Switching to Ghostty Terminal (OMG)

I finally lost my shit at Warp yesterday.

I’ve used Warp as my terminal app for about three years and have been getting increasingly pissed off at their ongoing efforts to turn my terminal into a fancy AI-enabled everything-machine.

I understand why – nobody ever got rich by building a terminal app. But when a mistyped ls -a causes my terminal to say “You’re absoluteley right - let me search online for a better solution” I’m gonna look for a terminal which is just a fucking terminal.

And so I found Ghostty. Which is exactly what I should always have been using as a terminal.

  • It’s fast as hell.
  • It’s just a terminal. It doesn’t interfere with my shell.
  • It plays so well with my OS (unlike every other terminal app I’ve used). There’s a great piece on this here.
  • The three things above are basically what drove Mitchell Hashimoto (co-founder of HashiCorp) to work on a really good terminal instead of something more lucrative.

Configuration

Took all of five minutes…

font-family = "Operator Mono"
font-size = 18
window-padding-x = 10
window-padding-y = 10
window-padding-color = background
window-padding-balance = true
theme = "iTerm2 Pastel Dark Background"
adjust-cell-height = 15%
window-save-state = always
background-opacity = 0.95
macos-titlebar-style = tabs

My Favourite Features

The fact I can manage splits like a normal mac user rather than a tmux nerd. These keyboard shortcuts are basically the only “features” I use and it’s bloody lovely.
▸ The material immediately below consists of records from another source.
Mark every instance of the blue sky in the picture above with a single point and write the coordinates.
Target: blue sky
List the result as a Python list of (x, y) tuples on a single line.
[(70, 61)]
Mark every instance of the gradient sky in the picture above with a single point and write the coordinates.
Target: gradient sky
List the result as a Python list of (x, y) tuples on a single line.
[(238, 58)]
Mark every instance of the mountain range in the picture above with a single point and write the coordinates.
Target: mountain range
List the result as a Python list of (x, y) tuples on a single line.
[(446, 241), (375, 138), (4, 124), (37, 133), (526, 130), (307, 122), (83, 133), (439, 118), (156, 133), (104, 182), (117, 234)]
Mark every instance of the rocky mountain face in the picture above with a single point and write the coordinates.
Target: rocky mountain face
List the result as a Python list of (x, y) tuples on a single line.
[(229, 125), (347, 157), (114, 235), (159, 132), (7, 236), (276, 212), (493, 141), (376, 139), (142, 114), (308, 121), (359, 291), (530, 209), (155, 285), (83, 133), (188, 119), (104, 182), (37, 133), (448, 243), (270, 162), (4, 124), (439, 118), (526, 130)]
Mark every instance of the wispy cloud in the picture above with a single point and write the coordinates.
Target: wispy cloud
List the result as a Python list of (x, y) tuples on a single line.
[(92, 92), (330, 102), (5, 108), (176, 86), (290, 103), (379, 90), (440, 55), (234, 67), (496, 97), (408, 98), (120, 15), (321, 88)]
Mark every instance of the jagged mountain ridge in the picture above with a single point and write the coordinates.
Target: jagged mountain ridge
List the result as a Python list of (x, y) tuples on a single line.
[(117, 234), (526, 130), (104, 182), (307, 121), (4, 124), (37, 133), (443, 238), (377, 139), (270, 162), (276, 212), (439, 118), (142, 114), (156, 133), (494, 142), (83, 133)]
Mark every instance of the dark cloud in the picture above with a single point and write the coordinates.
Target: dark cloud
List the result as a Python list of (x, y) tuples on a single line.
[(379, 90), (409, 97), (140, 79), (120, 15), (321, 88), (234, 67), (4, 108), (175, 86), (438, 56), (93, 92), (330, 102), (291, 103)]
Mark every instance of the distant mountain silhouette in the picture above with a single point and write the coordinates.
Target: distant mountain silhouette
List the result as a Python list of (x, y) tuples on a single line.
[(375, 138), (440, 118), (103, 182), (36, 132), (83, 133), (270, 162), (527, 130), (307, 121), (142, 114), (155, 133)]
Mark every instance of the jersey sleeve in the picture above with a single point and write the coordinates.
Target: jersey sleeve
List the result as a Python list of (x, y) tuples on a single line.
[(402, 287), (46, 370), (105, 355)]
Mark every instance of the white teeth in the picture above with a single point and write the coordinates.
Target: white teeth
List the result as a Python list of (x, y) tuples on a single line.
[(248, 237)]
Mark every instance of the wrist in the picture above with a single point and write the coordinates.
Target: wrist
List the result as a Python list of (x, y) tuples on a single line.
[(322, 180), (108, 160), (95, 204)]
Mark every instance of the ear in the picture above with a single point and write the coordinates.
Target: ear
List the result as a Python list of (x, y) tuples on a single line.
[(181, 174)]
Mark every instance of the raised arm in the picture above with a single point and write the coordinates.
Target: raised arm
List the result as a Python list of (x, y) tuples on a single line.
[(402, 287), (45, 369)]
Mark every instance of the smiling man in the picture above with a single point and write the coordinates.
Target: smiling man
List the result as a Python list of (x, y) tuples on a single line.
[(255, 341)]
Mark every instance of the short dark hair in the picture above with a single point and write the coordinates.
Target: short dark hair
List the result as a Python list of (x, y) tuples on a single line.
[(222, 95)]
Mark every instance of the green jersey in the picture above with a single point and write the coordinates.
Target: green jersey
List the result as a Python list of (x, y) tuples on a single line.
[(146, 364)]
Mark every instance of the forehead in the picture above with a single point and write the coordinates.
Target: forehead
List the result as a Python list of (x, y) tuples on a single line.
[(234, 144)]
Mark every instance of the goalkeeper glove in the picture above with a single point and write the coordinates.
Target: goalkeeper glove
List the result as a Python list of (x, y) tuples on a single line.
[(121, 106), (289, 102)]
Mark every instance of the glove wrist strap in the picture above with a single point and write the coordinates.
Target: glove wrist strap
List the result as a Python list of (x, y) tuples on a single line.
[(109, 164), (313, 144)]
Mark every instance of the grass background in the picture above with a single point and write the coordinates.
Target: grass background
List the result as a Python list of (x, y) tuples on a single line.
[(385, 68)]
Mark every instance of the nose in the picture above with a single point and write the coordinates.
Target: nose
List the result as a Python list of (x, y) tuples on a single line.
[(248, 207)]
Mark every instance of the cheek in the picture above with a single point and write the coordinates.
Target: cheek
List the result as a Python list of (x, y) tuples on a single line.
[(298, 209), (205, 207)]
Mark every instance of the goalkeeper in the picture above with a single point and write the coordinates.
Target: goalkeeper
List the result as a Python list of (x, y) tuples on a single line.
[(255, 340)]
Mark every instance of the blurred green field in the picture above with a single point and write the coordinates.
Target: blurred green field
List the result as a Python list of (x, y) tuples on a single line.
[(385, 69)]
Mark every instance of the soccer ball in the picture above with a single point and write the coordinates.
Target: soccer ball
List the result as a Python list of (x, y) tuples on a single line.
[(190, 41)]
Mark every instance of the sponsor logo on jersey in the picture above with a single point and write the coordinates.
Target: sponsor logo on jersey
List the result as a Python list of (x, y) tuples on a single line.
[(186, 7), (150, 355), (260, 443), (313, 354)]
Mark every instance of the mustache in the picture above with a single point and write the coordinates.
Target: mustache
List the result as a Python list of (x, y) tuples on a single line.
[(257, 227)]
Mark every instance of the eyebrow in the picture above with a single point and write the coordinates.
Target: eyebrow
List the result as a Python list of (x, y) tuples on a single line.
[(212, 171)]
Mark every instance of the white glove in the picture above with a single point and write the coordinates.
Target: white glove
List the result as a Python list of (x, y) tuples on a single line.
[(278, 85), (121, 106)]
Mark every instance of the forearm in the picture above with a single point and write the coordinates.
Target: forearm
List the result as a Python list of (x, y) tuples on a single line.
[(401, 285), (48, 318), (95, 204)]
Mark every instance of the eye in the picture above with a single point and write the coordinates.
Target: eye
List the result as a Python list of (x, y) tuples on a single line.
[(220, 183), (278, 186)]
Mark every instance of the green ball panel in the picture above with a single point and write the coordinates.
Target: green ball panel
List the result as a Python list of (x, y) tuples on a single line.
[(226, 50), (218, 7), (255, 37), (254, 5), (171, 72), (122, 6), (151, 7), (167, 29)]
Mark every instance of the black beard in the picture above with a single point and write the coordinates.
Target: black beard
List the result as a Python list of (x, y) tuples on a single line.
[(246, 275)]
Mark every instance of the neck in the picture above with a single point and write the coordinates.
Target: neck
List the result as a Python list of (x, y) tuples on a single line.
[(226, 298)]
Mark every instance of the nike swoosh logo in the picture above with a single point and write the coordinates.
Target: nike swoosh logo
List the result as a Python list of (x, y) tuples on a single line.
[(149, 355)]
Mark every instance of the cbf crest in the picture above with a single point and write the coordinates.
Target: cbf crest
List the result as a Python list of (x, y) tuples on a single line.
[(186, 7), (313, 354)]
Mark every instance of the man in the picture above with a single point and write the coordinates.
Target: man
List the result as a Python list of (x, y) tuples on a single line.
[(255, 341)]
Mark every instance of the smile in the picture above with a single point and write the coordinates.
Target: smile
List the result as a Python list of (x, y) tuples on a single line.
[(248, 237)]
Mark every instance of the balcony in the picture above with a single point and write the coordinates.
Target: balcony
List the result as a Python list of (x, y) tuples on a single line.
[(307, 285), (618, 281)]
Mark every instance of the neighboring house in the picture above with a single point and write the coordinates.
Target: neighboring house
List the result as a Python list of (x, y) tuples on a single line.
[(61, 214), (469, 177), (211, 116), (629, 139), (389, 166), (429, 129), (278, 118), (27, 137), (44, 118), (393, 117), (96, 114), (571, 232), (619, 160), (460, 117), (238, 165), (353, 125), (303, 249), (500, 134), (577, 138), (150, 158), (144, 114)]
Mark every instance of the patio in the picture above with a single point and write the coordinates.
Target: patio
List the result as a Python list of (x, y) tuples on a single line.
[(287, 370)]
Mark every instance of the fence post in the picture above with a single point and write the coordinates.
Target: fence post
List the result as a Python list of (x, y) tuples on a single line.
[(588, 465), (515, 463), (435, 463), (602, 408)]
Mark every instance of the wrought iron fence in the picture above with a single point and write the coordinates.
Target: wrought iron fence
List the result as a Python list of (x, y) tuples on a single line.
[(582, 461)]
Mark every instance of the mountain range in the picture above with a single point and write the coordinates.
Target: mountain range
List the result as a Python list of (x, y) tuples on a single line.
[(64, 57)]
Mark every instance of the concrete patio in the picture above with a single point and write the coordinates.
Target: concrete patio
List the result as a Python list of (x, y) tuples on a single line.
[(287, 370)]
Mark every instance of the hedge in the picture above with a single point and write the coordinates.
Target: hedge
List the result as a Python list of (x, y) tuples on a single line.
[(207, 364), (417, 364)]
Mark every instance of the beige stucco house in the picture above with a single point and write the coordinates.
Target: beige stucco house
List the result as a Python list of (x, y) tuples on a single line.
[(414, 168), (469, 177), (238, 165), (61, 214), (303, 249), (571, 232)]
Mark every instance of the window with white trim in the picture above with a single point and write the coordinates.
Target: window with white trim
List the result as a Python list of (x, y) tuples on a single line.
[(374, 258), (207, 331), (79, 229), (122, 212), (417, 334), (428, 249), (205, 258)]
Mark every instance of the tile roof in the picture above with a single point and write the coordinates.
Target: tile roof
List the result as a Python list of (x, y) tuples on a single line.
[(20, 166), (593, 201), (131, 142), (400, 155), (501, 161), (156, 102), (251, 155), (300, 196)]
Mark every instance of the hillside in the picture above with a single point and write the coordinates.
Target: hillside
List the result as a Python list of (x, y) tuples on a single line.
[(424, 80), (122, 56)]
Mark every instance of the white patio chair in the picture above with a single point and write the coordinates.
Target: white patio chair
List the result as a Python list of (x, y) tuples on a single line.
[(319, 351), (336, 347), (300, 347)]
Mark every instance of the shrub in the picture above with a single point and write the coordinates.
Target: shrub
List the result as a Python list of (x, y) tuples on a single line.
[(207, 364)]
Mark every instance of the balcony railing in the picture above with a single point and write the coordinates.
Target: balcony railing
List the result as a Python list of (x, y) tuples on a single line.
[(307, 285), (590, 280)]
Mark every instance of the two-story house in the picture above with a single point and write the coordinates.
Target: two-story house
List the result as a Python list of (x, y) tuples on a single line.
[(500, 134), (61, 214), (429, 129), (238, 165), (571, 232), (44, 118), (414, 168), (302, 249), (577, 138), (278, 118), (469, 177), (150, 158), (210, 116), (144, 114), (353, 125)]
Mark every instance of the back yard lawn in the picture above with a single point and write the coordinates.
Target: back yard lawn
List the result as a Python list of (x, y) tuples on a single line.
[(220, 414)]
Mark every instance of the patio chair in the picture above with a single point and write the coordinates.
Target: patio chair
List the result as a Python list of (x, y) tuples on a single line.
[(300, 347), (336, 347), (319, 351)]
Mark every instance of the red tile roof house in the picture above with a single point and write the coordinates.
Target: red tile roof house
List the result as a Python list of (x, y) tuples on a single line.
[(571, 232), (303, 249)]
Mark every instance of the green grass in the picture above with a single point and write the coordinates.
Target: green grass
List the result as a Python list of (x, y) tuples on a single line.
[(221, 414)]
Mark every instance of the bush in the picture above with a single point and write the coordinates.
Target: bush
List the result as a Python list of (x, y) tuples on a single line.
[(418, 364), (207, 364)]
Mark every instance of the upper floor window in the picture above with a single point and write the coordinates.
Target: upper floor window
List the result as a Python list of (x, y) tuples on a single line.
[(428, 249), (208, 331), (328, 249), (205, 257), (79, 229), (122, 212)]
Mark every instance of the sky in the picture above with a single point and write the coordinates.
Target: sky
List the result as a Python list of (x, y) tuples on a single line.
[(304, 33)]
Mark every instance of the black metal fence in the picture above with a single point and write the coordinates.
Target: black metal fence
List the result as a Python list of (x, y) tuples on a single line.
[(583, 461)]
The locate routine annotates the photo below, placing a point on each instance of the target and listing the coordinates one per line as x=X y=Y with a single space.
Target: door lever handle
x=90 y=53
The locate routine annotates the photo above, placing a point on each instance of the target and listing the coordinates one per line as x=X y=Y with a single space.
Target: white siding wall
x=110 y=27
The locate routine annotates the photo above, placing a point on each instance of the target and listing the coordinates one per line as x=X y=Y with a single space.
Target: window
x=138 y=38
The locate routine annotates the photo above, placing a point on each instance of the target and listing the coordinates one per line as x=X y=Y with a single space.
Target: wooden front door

  • ⌘ + Enter - Toggle Fullscreen
  • ⌘ + Shift + \ - Show All Tabs
  • ⌘ + D - Split Right
  • ⌘ + Shft + D - Split Down
  • ⌘ + Shft + Enter - Zoom Current Split
  • ⌘ + [ - Next split
  • ⌘ + ] - Previous Split
  • ⌥ + Click - Place Cursor

All the other OS-native shortcuts work as expected, it’s fast and reliable, and most important of all I haven’t noticed my terminal app at all since I started using Ghostty.

Theo Browne has an interesting video with a load more context if you wanna dig deeper.